= Thomas Flanagan (priest) =

English Catholic priest and historian

Thomas Flanagan (born in England in 1814; died at Kidderminster, 21 July 1865) was an English Catholic priest and historian.

==Life==

Irish by descent, he was educated at Sedgley Park School. At the age of eighteen he proceeded to Oscott - that is "Old Oscott", now known as Maryvale - to study for the priesthood. The president at that time was Henry Weedall, under whose supervision the new college buildings were about to be erected. The students and professors migrated there in 1838, after the summer vacation, Flanagan being thus one of the original students at the new college. There he was ordained in 1842, Bishop Nicholas Wiseman being then president. Flanagan, who had worked hard as a student, was asked by Wiseman to remain as a professor.

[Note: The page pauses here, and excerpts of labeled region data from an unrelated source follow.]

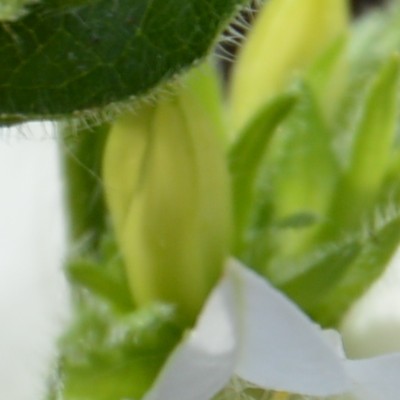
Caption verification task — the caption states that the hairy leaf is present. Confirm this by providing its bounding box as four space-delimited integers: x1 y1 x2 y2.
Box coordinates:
0 0 242 119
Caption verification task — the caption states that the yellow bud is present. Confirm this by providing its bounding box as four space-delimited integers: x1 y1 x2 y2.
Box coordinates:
231 0 348 131
104 64 231 322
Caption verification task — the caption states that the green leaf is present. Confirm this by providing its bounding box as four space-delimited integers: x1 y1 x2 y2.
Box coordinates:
321 55 400 241
278 241 360 313
250 84 339 265
48 302 183 400
61 120 109 250
0 0 242 118
228 94 296 254
348 54 400 201
0 0 37 22
311 216 400 326
67 260 133 311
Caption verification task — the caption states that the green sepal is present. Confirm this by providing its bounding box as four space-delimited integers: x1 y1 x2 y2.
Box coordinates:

In 1847 Flanagan brought out his first book, a small manual of British and Irish history, containing numerous statistical tables. The same year he became prefect of studies and acted successfully in that capacity until 1850, when he was appointed vice-president and then president of Sedgley Park School, and he became one of the first canons of the newly formed Birmingham Diocese in 1851. He resumed his former position at Oscott first in 1853 and again for an 18-month period beginning in 1858. The last years of his life were spent as assistant priest at St. Chad's Cathedral, Birmingham.

He died at Kidderminster.

==Works==

His chief work was a History of the Church in England. In order to allow him more leisure for this, he was appointed chaplain to the Hornyold family at Blackmore Park in Worcestershire, and his history appeared in two volumes, during his residence there, in 1857. It was at that time the only complete work on the Roman Catholic Church in England, continued down to his times, and, though marred by some inaccuracies, it showed work and research on the part of the author. His style, however, was somewhat concise, and Bishop William Ullathorne remarked that Canon Flanagan was a compiler of history rather than a vivid historian.